In fact, things were already better.
For the first time in years, Alizeh had company. And as if to remind her, the firefly nudged her neck.
Alizeh shook her head.
The firefly nudged her again.
“Yes, I know, you’ve made it very clear that you’d like me to come outside with you,” she said, scarcely breathing the words. “But as you can plainly see, I’m not allowed to leave this house at will.”
She could almost feel the firefly grieve. It wilted against her neck, rubbing one little arm over its eyes.
The creature had snuck into Baz House last night, during the brief window of time it took for the prince to open and close the back door. It had flown hard and fast in her direction, pelting her in the cheek with its little body.
It’d been so long since Alizeh had seen a firefly that, at first, she hadn’t recognized the creature. When she did, she smiled so wide she hardly knew herself.
Alizeh had been sent a firefly.
A communiqué.
From whom? She did not know. Though not for a lack of effort on the part of the insect. The poor thing had been trying to drag her outside since the moment it found her.
There was a special relationship between Jinn and fireflies, for though they could not communicate directly, they understood each other in ways unique only to the two species. Fireflies were to Jinn what some animals were to Clay. Beloved companions. Loyal friends. Comrades in arms.
Alizeh knew, for example, that this firefly was a friendly one, that it already knew who she was, and that it wanted now to guide her to a meeting with its owner. Though it appeared neither the firefly nor its owner understood the limits surrounding Alizeh’s freedom.
She sighed.
She took as much time as she dared scrubbing each delicate windowpane, enjoying the expansive view to the outside. It was rare that she was afforded so much time to take in the beauty of Setar, and she relished it now: the shattering, snowcapped Istanez mountain range in the distance; the frosted green hills in between. Dozens of narrow rivers fractured the landscape, the valleys blue with turquoise and rainwater, bookended on either side by miles of saffron and rose fields.
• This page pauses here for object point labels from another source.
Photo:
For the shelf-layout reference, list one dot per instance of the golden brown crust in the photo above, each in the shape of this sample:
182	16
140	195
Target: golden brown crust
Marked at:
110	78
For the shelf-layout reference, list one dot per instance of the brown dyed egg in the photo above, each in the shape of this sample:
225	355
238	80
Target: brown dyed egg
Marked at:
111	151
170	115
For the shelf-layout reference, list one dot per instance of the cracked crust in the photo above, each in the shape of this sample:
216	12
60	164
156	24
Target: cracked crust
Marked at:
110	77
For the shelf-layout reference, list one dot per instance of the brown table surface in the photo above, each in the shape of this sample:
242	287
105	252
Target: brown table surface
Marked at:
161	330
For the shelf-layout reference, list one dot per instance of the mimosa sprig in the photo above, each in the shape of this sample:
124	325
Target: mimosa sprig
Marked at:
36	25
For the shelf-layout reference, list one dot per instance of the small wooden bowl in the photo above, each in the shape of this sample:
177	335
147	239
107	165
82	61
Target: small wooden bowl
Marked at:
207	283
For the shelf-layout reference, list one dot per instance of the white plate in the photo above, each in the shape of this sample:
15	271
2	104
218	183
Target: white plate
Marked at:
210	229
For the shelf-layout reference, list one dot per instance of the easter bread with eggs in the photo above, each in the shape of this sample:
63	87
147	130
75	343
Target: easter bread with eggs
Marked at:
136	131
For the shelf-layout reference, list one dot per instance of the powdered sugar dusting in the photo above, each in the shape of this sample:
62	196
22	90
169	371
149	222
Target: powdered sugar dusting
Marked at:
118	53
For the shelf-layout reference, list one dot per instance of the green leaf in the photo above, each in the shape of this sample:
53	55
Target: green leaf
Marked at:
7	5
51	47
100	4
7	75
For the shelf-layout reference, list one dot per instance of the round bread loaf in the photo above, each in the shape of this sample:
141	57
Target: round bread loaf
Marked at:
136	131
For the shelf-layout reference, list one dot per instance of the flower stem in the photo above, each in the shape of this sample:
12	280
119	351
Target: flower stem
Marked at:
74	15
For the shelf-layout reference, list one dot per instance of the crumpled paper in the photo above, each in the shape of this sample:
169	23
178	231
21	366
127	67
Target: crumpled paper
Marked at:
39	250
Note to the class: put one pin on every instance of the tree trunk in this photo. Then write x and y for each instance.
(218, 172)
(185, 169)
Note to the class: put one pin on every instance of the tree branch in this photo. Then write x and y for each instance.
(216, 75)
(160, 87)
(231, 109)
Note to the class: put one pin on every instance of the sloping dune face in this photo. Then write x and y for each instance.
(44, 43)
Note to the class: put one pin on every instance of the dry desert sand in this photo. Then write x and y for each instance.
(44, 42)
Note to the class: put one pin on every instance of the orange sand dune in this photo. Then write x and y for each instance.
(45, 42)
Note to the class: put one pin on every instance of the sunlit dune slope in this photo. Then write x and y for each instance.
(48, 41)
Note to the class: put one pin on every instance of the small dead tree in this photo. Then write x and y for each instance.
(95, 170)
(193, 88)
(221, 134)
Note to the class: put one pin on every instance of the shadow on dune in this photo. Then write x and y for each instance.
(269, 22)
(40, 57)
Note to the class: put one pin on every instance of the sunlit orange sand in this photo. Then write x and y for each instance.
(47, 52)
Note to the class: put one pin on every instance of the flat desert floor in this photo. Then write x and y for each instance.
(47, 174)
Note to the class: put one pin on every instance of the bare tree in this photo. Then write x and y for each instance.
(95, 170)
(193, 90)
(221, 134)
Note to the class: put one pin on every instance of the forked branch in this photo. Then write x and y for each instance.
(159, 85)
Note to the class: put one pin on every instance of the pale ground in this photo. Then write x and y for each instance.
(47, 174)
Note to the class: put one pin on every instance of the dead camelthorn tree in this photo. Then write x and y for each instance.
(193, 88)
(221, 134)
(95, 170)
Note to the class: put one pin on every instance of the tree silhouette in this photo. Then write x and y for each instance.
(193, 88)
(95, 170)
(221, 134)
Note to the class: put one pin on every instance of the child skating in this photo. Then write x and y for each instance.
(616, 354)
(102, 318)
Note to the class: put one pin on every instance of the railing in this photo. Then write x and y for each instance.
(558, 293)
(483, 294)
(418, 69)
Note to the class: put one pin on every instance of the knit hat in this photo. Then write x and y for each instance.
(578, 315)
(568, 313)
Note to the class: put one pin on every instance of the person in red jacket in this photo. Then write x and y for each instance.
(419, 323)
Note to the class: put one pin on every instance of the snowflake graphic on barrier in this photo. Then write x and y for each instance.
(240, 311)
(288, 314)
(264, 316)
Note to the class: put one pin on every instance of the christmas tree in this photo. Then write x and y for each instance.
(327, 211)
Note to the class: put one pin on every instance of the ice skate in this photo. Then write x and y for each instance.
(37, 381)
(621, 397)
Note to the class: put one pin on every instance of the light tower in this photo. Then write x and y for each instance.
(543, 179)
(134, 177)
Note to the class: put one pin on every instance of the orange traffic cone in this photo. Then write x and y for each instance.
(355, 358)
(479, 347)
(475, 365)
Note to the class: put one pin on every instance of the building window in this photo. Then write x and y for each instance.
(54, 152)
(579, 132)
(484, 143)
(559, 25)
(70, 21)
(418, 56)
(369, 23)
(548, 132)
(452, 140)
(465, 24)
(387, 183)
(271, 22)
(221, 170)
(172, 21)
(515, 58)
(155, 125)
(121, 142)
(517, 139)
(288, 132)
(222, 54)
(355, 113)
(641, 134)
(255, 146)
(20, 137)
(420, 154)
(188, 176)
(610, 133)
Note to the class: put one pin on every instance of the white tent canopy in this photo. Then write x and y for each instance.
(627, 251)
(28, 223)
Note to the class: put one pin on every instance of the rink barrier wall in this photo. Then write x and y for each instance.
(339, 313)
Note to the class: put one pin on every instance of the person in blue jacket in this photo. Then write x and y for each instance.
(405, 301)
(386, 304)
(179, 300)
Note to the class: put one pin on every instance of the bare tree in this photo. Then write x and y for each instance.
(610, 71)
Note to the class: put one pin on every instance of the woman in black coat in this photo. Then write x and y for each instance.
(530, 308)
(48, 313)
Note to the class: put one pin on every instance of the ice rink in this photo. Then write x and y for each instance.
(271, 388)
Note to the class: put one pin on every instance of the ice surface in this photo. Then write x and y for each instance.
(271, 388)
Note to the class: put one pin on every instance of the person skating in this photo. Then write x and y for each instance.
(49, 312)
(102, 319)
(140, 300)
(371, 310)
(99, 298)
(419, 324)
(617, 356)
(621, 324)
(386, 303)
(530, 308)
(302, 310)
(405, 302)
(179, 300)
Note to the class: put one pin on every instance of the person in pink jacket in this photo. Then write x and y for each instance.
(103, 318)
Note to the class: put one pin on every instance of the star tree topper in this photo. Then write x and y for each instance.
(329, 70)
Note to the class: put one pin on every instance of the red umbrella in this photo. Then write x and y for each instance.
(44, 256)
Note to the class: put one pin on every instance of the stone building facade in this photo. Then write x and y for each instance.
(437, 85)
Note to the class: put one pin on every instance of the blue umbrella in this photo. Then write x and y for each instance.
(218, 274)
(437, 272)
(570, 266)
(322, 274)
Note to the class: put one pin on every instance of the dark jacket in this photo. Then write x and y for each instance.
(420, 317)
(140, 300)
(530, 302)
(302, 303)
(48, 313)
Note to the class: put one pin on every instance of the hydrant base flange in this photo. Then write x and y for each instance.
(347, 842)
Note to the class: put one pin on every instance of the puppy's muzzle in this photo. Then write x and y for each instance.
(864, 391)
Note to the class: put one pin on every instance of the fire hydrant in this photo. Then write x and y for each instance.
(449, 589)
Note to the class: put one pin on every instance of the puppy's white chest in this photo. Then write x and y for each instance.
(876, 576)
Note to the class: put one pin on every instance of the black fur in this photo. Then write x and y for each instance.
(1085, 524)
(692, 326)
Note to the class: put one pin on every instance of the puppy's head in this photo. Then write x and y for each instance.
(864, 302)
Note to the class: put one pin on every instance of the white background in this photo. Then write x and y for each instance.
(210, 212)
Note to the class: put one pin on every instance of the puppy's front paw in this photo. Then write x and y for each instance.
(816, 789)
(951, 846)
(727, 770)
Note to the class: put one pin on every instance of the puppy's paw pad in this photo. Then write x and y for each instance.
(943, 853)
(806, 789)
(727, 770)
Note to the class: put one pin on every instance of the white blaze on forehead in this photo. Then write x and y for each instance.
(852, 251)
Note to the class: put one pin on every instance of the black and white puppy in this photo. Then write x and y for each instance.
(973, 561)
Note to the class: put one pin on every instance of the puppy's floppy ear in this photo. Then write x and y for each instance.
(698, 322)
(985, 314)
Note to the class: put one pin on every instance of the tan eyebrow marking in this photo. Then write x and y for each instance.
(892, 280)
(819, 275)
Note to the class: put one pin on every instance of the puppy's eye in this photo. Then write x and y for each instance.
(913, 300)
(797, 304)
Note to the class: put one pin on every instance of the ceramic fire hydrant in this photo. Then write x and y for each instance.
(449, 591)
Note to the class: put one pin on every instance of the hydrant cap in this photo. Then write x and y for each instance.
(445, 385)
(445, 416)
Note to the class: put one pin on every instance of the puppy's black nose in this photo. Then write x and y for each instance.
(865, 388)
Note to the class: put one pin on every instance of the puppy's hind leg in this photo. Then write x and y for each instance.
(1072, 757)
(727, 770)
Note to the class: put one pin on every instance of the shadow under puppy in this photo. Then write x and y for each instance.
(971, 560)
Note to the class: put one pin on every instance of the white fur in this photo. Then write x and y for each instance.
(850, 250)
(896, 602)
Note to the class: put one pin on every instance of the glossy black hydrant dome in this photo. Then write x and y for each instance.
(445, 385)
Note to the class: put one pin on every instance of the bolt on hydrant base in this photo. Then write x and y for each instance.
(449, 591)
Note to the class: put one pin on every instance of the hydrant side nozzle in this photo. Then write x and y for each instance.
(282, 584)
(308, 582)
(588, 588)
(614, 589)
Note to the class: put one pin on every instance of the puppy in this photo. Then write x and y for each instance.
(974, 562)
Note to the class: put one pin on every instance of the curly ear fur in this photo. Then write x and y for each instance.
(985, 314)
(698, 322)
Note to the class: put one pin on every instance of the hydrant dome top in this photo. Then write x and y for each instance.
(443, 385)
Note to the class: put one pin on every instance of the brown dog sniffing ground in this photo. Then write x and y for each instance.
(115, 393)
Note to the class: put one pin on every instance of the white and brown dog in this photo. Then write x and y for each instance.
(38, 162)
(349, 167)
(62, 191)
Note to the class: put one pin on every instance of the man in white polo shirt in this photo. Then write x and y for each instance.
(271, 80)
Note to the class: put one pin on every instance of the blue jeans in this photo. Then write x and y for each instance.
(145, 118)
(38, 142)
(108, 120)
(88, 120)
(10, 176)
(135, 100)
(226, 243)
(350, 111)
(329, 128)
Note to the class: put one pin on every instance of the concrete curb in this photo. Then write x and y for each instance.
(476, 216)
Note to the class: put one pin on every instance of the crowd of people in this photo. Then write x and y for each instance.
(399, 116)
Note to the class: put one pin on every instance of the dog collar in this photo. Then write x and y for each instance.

Alizeh was from the very north of Ardunia—from Temzeel province—an icy, elevated region so close to the stars she’d often thought she could touch them. She missed her home desperately, but she could not deny the splendors of Setar.
Without warning, the bell tolled.
It was noon, the morning now officially at an end. The sun had slid discreetly into position at the apex of the horizon, and Alizeh marveled at it through the glass, at the jolly warmth it emanated across the land.